A Thinking System: Notes on Technology, Work and Human Change

My research explores the human side of technology, work and organisational change.

I am interested in how people experience new technologies, how they interpret change, and how organisations can support more thoughtful and human-centred forms of digital transformation. Rather than looking only at tools, systems or efficiency, my work asks what technology feels like from the perspective of the people expected to use it.

Current Research Focus

My current doctoral research examines how employees experience and make sense of Generative Artificial Intelligence adoption in organisational settings.

This work focuses on the human side of GenAI adoption. It asks how employees interpret GenAI, how they respond to it emotionally and practically, and how organisational history shapes the way new technologies are understood.

The study is especially interested in legacy organisational settings, where new technologies are introduced into workplaces that already have established routines, long-standing practices and particular ways of working.

Wider Research Interests

Beyond my current doctoral study, this platform explores wider questions about technology and human experience at work.

These include:

How do people make sense of new technologies?

Why do some technologies feel helpful while others feel stressful or disruptive?

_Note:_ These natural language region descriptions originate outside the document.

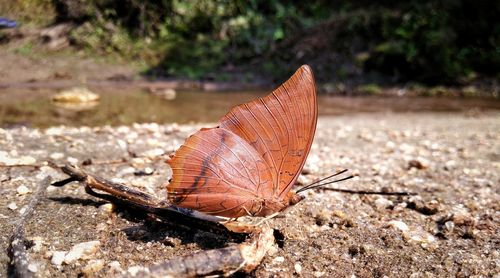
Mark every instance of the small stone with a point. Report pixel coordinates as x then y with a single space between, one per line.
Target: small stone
400 225
298 268
32 267
58 257
23 190
72 160
81 251
10 159
115 265
37 244
153 153
92 267
322 218
278 260
383 203
12 206
419 163
450 165
107 208
136 269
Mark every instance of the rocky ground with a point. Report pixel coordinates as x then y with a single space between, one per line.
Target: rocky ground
451 228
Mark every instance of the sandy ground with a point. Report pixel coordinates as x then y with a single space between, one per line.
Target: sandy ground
451 228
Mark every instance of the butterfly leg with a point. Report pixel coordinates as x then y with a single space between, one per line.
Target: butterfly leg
267 218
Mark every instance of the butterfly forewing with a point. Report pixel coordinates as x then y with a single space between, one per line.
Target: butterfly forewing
250 161
280 127
217 172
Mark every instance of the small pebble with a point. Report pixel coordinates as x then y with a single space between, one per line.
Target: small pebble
107 208
58 257
92 267
399 225
383 203
32 267
153 153
136 269
81 251
72 160
56 156
419 163
12 206
115 265
278 260
298 268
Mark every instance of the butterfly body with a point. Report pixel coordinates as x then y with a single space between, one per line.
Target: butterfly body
249 163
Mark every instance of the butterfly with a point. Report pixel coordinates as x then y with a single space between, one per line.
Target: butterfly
249 163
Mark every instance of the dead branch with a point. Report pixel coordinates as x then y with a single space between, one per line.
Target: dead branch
17 251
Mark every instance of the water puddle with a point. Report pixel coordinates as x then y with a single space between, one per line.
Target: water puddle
119 106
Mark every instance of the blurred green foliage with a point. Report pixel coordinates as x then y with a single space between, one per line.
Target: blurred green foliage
436 41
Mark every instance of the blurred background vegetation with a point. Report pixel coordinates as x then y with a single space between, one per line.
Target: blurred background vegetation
429 42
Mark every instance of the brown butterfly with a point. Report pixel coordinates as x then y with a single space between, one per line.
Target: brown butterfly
248 164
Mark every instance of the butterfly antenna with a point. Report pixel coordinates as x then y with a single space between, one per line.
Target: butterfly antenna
319 183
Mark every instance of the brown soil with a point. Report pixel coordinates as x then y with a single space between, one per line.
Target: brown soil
451 228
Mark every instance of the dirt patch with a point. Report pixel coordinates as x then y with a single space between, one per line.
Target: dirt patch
450 229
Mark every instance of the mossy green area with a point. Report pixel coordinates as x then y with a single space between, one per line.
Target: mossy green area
427 42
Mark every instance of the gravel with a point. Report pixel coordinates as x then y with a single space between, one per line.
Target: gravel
451 228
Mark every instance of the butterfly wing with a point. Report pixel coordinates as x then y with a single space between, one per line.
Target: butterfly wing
280 127
217 172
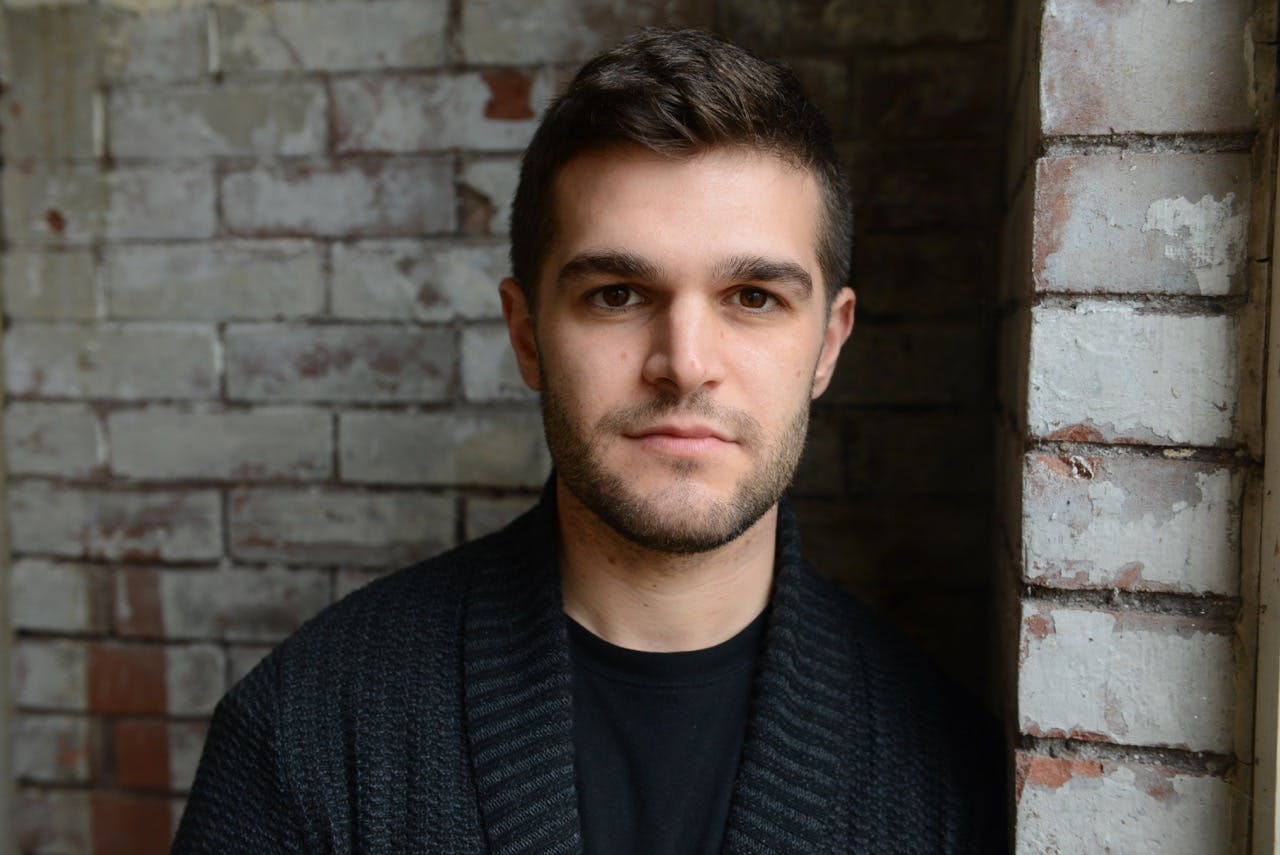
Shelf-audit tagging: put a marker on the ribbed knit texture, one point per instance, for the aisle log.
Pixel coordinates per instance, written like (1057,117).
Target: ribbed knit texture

How do organisational histories shape responses to change?

What does human-centred digital transformation really mean in practice?

How can research help organisations introduce technology in more thoughtful ways?

Key Ideas

Several ideas shape my thinking across this platform.

Sensemaking helps explain how people interpret change and give meaning to new experiences.

Technostress helps explain how digital technologies can create pressure, overload, uncertainty or anxiety.

Organisational imprinting helps explain how organisational history, routines and inherited ways of working shape present responses to change.

Human-centred transformation reminds us that technology adoption should be understood through people, not only through performance, productivity or efficiency.

Why This Matters

Technology is often discussed as if it is simply a tool. But in real workplaces, technology is also an experience. It can shape confidence, identity, learning, relationships, routines and the meaning people attach to their work.

The wider aim of this platform is to contribute to a more human-centred understanding of technology, work and organisational change by placing experience, interpretation and adaptation at the centre of the discussion.